Come finanziare l'espansione internazionale e la competitività delle imprese sui mercati globali
Come finanziare l’espansione internazionale e la competitività delle imprese sui mercati globali: se ne è discusso, questo pomeriggio, a palazzo Torriani, nel corso di un incontro promosso da Confindustria Udine e IC&Partners Lab.

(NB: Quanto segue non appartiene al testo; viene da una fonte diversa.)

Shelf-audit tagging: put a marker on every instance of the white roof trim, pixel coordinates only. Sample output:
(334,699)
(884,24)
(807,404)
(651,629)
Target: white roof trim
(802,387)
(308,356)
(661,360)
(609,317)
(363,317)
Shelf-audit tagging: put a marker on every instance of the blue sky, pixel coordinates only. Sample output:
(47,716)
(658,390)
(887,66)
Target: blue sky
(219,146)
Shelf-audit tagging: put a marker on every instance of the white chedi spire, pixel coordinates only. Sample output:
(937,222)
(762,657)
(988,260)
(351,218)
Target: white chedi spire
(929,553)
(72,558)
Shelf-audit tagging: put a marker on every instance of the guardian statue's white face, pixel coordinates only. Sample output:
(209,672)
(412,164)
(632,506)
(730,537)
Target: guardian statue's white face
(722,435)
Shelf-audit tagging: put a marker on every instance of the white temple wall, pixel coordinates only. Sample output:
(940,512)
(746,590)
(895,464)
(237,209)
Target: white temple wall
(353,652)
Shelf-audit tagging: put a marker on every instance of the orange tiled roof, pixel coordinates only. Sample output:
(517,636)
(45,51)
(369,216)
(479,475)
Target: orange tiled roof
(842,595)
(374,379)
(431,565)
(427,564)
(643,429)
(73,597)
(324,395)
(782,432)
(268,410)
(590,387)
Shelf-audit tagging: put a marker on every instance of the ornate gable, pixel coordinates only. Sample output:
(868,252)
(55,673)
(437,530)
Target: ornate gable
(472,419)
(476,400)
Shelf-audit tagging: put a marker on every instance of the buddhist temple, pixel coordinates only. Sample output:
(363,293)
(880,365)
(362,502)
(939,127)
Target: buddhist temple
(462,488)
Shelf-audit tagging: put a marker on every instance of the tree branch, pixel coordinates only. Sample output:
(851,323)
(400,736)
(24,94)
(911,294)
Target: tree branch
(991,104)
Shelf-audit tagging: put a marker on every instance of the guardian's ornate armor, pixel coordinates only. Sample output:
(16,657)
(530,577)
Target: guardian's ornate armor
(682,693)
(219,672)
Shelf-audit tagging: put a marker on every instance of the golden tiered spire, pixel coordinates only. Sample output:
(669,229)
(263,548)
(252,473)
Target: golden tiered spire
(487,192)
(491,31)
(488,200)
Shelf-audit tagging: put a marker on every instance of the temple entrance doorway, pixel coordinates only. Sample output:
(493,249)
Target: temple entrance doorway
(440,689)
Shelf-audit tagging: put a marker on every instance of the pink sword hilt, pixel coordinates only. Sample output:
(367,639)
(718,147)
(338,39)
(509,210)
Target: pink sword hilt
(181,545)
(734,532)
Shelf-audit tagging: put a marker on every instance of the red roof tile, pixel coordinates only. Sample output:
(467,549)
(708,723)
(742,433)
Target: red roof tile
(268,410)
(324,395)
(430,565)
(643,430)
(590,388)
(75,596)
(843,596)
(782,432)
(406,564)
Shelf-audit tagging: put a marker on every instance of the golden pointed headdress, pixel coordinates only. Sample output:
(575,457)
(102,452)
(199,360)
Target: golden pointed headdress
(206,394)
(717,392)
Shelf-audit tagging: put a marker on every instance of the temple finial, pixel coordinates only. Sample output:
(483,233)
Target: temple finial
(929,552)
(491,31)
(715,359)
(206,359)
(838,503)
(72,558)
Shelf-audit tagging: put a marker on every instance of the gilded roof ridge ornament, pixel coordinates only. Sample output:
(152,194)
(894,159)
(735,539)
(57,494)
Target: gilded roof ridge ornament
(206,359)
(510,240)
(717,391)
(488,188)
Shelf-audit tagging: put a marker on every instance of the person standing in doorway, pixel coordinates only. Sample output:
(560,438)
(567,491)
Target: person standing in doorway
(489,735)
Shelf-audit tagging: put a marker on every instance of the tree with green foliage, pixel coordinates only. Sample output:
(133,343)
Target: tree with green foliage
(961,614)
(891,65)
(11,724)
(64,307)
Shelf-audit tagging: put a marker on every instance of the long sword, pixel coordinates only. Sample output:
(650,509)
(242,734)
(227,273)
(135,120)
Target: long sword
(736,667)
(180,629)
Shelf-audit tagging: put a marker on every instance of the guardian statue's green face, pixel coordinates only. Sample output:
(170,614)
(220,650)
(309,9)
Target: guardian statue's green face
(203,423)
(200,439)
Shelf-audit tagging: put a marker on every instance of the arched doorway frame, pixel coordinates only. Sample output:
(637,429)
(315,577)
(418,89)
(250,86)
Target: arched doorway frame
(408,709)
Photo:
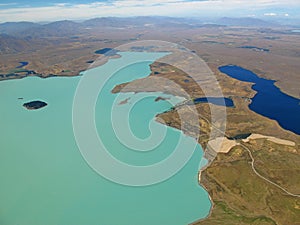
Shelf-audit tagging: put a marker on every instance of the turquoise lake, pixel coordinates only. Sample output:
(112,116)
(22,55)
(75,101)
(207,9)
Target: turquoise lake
(44,178)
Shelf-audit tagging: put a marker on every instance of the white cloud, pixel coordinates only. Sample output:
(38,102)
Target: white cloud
(143,7)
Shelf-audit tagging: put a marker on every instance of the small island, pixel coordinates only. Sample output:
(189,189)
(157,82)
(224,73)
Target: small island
(34,105)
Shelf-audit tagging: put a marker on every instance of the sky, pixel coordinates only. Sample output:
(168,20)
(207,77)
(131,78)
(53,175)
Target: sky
(53,10)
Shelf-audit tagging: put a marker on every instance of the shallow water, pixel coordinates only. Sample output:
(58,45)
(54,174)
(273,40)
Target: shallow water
(44,178)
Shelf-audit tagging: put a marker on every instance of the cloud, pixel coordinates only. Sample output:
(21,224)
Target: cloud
(190,8)
(270,14)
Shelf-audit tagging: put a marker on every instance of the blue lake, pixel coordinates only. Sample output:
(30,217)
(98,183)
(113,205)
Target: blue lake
(22,65)
(269,101)
(44,178)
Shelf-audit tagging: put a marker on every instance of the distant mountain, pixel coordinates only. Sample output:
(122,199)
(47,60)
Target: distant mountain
(16,27)
(245,22)
(10,44)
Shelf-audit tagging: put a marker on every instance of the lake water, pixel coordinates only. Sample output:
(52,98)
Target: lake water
(44,178)
(269,101)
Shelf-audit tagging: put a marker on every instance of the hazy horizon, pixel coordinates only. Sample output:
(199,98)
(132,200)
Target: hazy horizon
(53,10)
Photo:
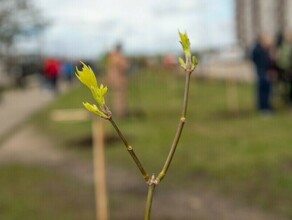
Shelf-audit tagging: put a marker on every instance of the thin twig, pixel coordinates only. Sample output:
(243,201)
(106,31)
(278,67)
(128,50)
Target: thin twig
(178,131)
(151,188)
(131,151)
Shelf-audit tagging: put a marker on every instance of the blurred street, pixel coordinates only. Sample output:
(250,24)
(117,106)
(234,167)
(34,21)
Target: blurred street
(18,105)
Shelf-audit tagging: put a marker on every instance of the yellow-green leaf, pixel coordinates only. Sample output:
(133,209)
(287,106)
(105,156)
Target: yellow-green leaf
(86,76)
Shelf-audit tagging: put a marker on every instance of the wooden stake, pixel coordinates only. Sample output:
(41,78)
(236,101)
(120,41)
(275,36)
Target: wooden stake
(99,169)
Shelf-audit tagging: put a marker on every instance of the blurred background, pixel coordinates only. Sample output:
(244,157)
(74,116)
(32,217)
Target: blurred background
(234,160)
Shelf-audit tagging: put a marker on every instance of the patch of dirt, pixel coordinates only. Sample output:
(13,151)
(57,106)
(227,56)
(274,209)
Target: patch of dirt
(127,191)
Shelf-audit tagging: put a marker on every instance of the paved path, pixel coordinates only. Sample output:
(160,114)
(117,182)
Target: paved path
(17,106)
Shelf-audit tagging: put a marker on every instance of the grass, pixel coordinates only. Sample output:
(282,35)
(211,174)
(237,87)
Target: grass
(239,153)
(30,192)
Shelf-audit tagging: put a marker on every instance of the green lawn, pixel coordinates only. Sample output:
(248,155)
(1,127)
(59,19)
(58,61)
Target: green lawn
(34,193)
(240,153)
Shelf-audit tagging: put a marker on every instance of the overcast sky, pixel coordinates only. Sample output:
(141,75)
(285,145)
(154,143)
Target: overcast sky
(88,28)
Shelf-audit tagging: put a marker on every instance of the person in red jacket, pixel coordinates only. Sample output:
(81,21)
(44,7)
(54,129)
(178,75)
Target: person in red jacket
(51,71)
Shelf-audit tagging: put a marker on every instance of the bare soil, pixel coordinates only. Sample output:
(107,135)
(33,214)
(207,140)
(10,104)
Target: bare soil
(127,191)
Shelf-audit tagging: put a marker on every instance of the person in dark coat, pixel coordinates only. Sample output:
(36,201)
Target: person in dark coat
(262,60)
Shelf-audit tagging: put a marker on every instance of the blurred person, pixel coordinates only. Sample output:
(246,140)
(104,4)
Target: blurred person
(51,70)
(284,62)
(264,65)
(117,66)
(68,70)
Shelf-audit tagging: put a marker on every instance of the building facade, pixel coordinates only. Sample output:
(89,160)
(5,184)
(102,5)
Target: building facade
(254,17)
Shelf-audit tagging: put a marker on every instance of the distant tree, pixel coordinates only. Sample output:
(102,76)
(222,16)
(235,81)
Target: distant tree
(17,18)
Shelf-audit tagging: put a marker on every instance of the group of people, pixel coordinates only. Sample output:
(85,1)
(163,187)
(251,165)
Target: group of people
(273,64)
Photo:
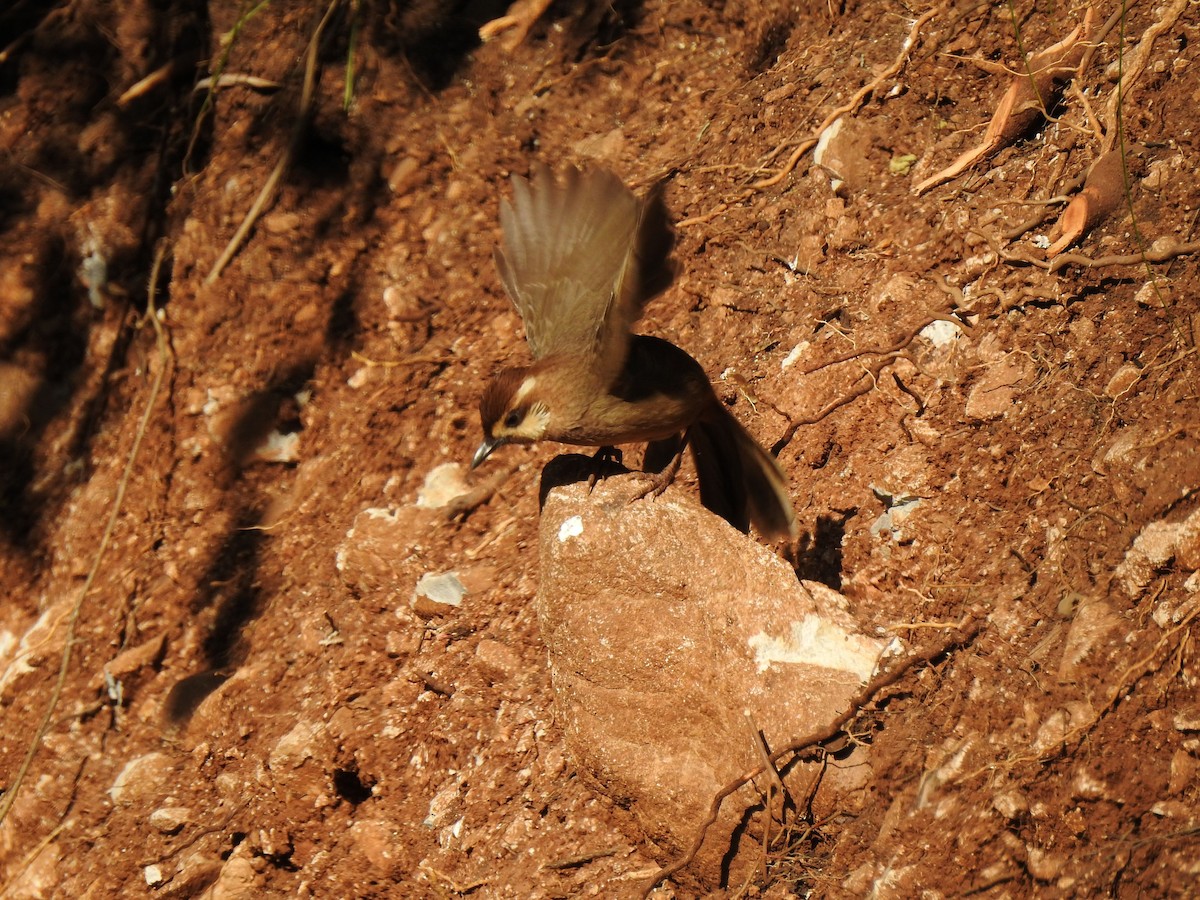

I relatori Roberto Guerrini e Silvia Pizzolato di IC&Partners, unitamente a Giancarlo Migliori di MrgoodIDEA, hanno fornito alcune chiavi di lettura sull’argomento, evidenziando come il Capitale Intellettuale – ovvero qualsiasi strategia in innovazione e ricerca blindata da proprietà intellettuale - possa essere una leva per accedere in via privilegiata ai capitali privati, al credito delle banche, agli importanti fondi pubblici di finanziamento disponibili per sostenere l’innovazione, le PMI e le Start up innovative.
“Il Capitale Intellettuale –sottolinea Giancarlo Migliori – diventa, a tutti gli effetti, un bene immateriale dell’impresa dedicato al 100% al prodotto e servizio. La questione da porsi è però che utilizzo farne. Al giorno d’oggi dovremmo pensarlo come un fattore vincente dell’azienda da usarlo non in chiave difensiva, a protezione del know-how aziendale, quanto come strumento per imporre il prodotto sul mercato”.
A tale riguardo, Migliori parte da una constatazione: “Nelle statistiche trovo sempre più di frequente che le nostre aziende di punta sono ai primissimi posti al mondo per inventiva e creatività, ma poi retrocedono a metà classifica se si va a prendere come parametri i loro fatturati. Il fatto è che la loro superiorità creativa non si è mai tradotta in un’effettiva capacità di blindare il prodotto con brevetti a regola d’arte”.
“E dire – conclude Migliori – che il Capitale Intellettuale è in grado di aprire tutte le porte per accedere a capitali privati, credito delle banche e finanziamenti pubblici. Eppure su questo fronte ancora latitiamo nonostante che nel nostro ordinamento ci siano misure di finanziamento all’avanguardia come il Brevetti + 2 che ci invidia tutto il mondo e che sono disponibili anche per la piccola e media impresa”.